La liberación que se les promete es presentada como una victoria aplastante de Yavé, que inaugurará un reino de paz, asociado a la persona de Emanuel, el niño recién nacido.
El pueblo que andaba en las tinieblas vio una luz intensa. El Evangelio (Mateo 4,15) reconoce en ese pueblo a las muchedumbres a las que se dirige Cristo.
Pueblo subyugado por los opresores de toda clase.
Pueblo que busca la luz y no tiene esperanza.
Un niño nos ha nacido, el varón que ha de dominar la tierra y quebrar el orgullo de las naciones.
El Príncipe de la Paz quema los equipos militares.
Consejero admirable, es decir que participa en el consejo celestial en que Dios toma sus decisiones.
Padre de una nueva raza, como fue Abraham; Héroe como David, el rey luchador.
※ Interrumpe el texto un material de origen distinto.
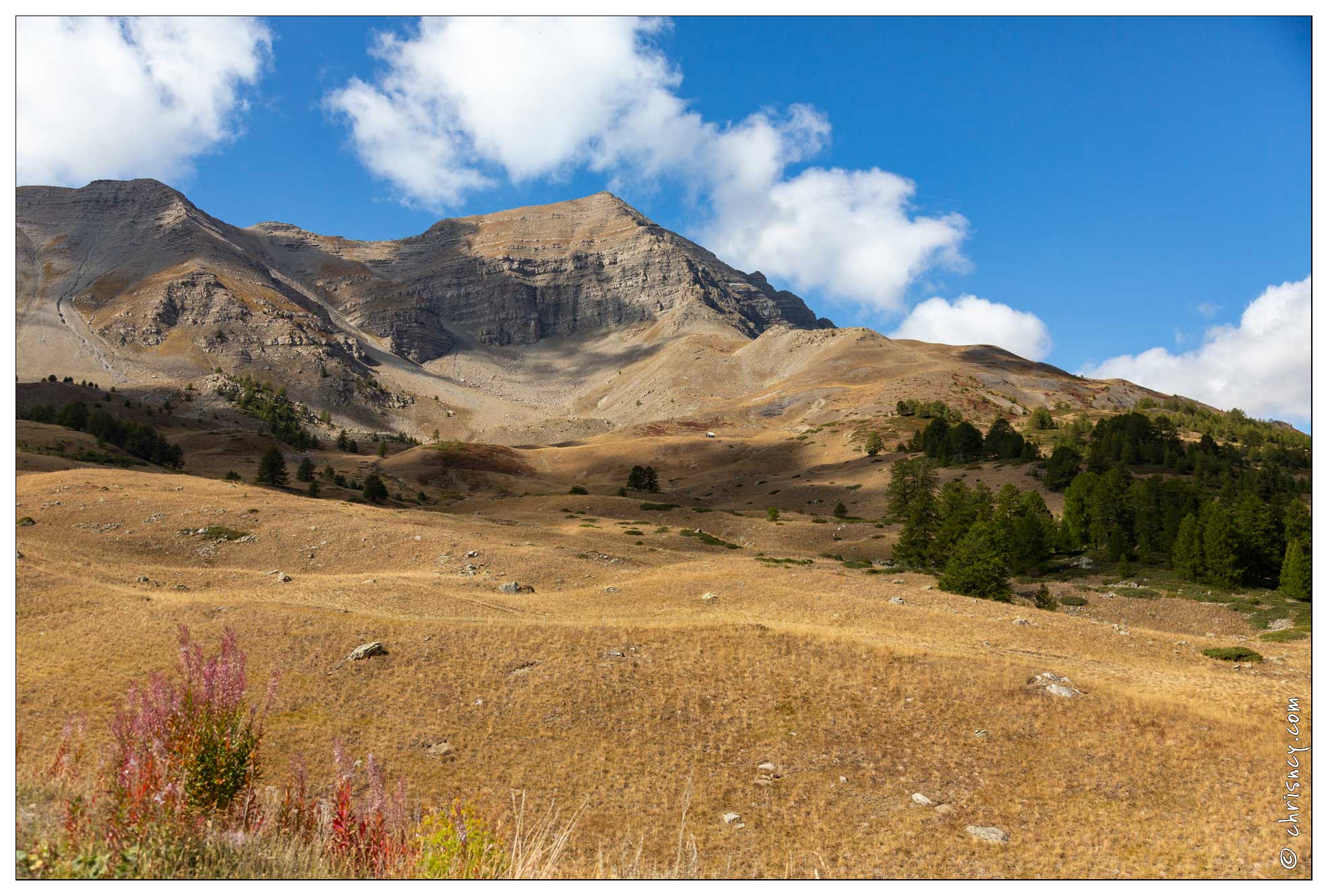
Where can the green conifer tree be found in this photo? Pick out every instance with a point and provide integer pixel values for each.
(977, 567)
(271, 468)
(1295, 580)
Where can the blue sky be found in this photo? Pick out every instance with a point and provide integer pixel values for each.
(1124, 185)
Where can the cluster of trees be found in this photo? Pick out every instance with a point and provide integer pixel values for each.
(82, 383)
(643, 479)
(975, 537)
(1040, 419)
(1238, 530)
(964, 442)
(270, 405)
(927, 409)
(272, 471)
(138, 440)
(1230, 426)
(1136, 438)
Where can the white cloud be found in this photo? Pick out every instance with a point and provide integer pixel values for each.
(1261, 365)
(970, 320)
(105, 97)
(461, 102)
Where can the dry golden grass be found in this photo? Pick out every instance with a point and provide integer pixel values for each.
(649, 709)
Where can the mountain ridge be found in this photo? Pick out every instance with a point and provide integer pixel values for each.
(540, 323)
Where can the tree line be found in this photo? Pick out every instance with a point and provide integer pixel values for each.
(140, 440)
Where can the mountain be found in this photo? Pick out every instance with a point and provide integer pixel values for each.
(531, 324)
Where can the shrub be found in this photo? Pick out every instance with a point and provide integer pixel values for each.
(271, 468)
(374, 489)
(1234, 655)
(1044, 599)
(223, 533)
(1283, 636)
(459, 846)
(183, 761)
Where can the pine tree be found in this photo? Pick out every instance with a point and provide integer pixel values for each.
(271, 468)
(1295, 580)
(934, 440)
(1044, 599)
(1077, 515)
(977, 568)
(1221, 547)
(907, 479)
(964, 444)
(915, 546)
(374, 489)
(958, 512)
(1188, 554)
(1031, 534)
(1062, 468)
(637, 478)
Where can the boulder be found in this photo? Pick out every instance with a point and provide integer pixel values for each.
(987, 834)
(1055, 685)
(366, 651)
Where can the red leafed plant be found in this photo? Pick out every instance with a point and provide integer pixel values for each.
(374, 838)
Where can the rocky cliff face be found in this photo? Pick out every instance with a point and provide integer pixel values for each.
(523, 275)
(138, 260)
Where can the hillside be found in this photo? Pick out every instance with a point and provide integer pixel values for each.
(463, 327)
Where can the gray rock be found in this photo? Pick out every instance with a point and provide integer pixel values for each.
(1055, 685)
(366, 651)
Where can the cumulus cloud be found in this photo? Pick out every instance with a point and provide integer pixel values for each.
(101, 97)
(1259, 365)
(460, 104)
(970, 320)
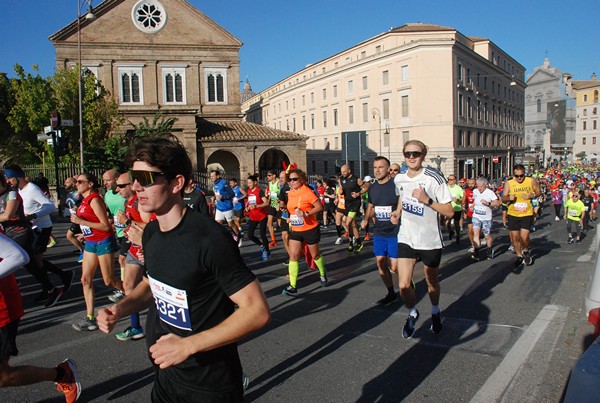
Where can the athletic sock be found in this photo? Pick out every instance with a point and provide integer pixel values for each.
(293, 270)
(320, 262)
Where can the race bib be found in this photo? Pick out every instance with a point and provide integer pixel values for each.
(520, 207)
(480, 210)
(296, 220)
(412, 206)
(85, 230)
(383, 213)
(171, 304)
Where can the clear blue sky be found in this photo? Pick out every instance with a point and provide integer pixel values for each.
(282, 36)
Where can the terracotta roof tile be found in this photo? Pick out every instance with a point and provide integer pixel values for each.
(226, 130)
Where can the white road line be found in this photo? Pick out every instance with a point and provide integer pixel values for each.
(502, 377)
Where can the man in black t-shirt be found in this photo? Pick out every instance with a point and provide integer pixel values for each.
(195, 276)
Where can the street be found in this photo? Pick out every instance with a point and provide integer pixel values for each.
(508, 335)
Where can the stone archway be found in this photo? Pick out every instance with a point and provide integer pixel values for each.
(225, 161)
(272, 159)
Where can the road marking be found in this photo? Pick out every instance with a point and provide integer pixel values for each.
(503, 376)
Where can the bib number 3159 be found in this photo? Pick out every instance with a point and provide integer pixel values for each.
(171, 304)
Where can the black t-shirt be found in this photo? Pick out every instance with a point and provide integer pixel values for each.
(384, 200)
(192, 270)
(350, 185)
(196, 200)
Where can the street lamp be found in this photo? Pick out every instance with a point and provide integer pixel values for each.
(376, 111)
(89, 16)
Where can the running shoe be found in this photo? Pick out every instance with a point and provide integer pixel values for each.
(436, 323)
(70, 384)
(131, 333)
(324, 281)
(409, 327)
(86, 324)
(290, 291)
(67, 280)
(53, 297)
(116, 296)
(388, 299)
(519, 261)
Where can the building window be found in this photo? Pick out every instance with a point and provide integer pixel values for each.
(385, 77)
(386, 108)
(131, 85)
(404, 106)
(404, 72)
(174, 85)
(216, 85)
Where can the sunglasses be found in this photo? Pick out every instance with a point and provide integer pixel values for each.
(412, 154)
(144, 178)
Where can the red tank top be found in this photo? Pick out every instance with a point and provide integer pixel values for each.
(86, 213)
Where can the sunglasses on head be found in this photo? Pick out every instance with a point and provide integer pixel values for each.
(144, 178)
(412, 154)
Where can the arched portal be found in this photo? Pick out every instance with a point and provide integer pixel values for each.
(272, 159)
(224, 161)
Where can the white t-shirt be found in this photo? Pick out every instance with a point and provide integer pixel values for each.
(35, 202)
(481, 212)
(420, 223)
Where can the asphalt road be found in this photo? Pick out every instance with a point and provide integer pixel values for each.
(508, 335)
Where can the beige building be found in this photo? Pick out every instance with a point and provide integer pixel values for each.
(463, 96)
(587, 134)
(166, 56)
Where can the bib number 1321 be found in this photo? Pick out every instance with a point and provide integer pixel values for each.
(171, 304)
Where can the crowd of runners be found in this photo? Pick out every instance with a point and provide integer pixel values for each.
(200, 305)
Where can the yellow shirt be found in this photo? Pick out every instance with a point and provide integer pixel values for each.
(520, 207)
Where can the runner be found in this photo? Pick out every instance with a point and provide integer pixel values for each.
(257, 206)
(423, 196)
(13, 257)
(194, 320)
(574, 214)
(518, 193)
(303, 205)
(100, 246)
(458, 195)
(484, 198)
(382, 201)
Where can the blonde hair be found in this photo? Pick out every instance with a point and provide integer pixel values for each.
(421, 145)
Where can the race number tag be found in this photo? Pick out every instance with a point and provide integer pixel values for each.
(480, 210)
(85, 230)
(412, 206)
(171, 304)
(383, 213)
(296, 220)
(520, 207)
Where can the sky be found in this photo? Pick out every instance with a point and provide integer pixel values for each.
(282, 37)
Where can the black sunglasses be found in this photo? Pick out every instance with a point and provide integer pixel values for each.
(412, 154)
(144, 178)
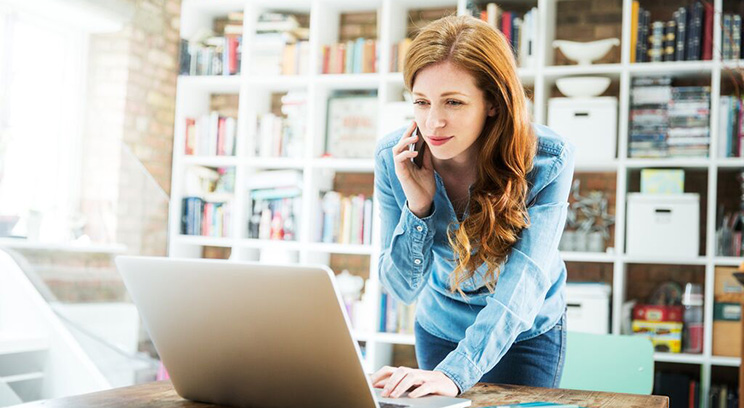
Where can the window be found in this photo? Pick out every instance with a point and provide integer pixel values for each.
(42, 75)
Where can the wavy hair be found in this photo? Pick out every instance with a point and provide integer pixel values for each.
(497, 210)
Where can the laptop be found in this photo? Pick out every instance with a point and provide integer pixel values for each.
(254, 335)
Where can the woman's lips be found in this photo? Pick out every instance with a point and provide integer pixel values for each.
(438, 141)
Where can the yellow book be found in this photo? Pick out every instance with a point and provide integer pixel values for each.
(402, 50)
(633, 29)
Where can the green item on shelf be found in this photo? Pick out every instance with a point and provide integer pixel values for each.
(727, 311)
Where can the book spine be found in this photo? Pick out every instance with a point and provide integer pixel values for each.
(707, 36)
(681, 34)
(670, 31)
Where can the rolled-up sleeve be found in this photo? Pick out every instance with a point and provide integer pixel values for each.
(406, 251)
(523, 283)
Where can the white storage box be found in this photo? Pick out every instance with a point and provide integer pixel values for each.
(588, 307)
(589, 123)
(663, 225)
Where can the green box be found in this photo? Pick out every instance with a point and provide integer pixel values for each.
(730, 312)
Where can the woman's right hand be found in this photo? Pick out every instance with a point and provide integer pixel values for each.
(418, 183)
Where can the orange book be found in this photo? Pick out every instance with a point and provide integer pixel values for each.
(633, 29)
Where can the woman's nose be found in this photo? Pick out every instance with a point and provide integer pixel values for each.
(435, 119)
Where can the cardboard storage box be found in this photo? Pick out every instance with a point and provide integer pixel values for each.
(589, 123)
(726, 338)
(663, 225)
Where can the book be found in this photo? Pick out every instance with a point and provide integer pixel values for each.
(681, 14)
(707, 35)
(634, 30)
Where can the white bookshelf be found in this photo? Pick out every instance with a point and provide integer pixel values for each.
(193, 98)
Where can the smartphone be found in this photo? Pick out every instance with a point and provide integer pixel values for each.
(419, 159)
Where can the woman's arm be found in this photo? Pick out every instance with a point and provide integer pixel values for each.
(406, 256)
(522, 286)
Todo esto lo esperaba Isaías para pronto. Sin embargo, como se dijo respecto a 7,10-25, en ese momento no hubo otro descendiente de David sino Ezequías, en el que se manifestaron sólo algunos rasgos de Cristo, Príncipe de la Paz.
NO DEJAMOS DE ESPERAR
En la Biblia abundan los ejemplos de esta promesa de Dios que parece estar por realizarse el día de mañana:
– A Abraham se le promete un hijo y nace Isaac; pero la descendencia verdadera es Cristo. Se le promete una tierra para sus hijos, y de hecho poseerán la tierra de Canaán, pero la tierra verdadera es el reino de Dios.
– A David se le promete un heredero y un reino definitivo; pero Salomón no es el rey definitivo: lo seré Cristo.
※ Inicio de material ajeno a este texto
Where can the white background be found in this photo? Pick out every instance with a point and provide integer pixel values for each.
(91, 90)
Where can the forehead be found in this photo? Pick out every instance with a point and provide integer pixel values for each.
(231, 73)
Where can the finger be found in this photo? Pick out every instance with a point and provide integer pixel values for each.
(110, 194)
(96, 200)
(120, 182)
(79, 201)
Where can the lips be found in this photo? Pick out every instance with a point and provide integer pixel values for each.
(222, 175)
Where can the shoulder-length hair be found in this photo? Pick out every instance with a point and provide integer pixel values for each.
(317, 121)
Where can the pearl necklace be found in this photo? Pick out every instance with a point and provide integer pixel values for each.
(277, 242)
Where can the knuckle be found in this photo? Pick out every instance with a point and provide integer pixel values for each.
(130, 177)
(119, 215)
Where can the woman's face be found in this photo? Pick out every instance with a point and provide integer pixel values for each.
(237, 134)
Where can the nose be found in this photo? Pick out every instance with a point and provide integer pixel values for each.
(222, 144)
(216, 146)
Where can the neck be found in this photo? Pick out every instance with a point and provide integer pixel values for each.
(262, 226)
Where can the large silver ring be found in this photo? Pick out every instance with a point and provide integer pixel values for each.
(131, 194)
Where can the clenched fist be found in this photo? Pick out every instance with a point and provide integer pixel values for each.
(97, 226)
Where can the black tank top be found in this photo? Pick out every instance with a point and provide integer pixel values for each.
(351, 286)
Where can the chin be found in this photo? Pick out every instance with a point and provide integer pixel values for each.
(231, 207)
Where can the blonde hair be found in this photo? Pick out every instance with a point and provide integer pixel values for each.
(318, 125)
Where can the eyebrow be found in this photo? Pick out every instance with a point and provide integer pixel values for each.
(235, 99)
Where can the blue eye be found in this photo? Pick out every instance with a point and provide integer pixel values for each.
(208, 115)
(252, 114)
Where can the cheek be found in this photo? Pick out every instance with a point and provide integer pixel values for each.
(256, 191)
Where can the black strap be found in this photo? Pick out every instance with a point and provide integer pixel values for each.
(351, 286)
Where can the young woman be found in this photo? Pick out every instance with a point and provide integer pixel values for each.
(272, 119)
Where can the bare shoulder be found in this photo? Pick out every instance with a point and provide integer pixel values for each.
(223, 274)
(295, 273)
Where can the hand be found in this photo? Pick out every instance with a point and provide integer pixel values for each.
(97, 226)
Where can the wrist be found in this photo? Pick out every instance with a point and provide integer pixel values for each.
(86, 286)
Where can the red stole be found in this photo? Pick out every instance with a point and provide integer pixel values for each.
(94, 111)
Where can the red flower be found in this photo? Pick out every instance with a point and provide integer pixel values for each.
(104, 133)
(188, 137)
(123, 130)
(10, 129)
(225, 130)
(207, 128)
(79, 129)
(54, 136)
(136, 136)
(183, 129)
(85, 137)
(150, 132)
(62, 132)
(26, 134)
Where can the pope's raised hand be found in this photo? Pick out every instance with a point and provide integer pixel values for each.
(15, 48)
Al respecto conviene leer el capítulo 11 de la carta a los Hebreos que demuestra cómo los hombres, siglo tras siglo, van buscando la ciudad definitiva.
Es que la Biblia nos enseña a esperar. Nos muestra una serie de metas que debemos anhelar y conquistar; así nos vamos superando hasta que nos fijemos solamente en la herencia que Dios nos prometió más allá de la muerte. Pero desde ya, en cualquier acontecimiento feliz, como por ejemplo en la alegría de un hijo recién nacido, el creyente reconoce un signo del reino de Paz que Dios realizará.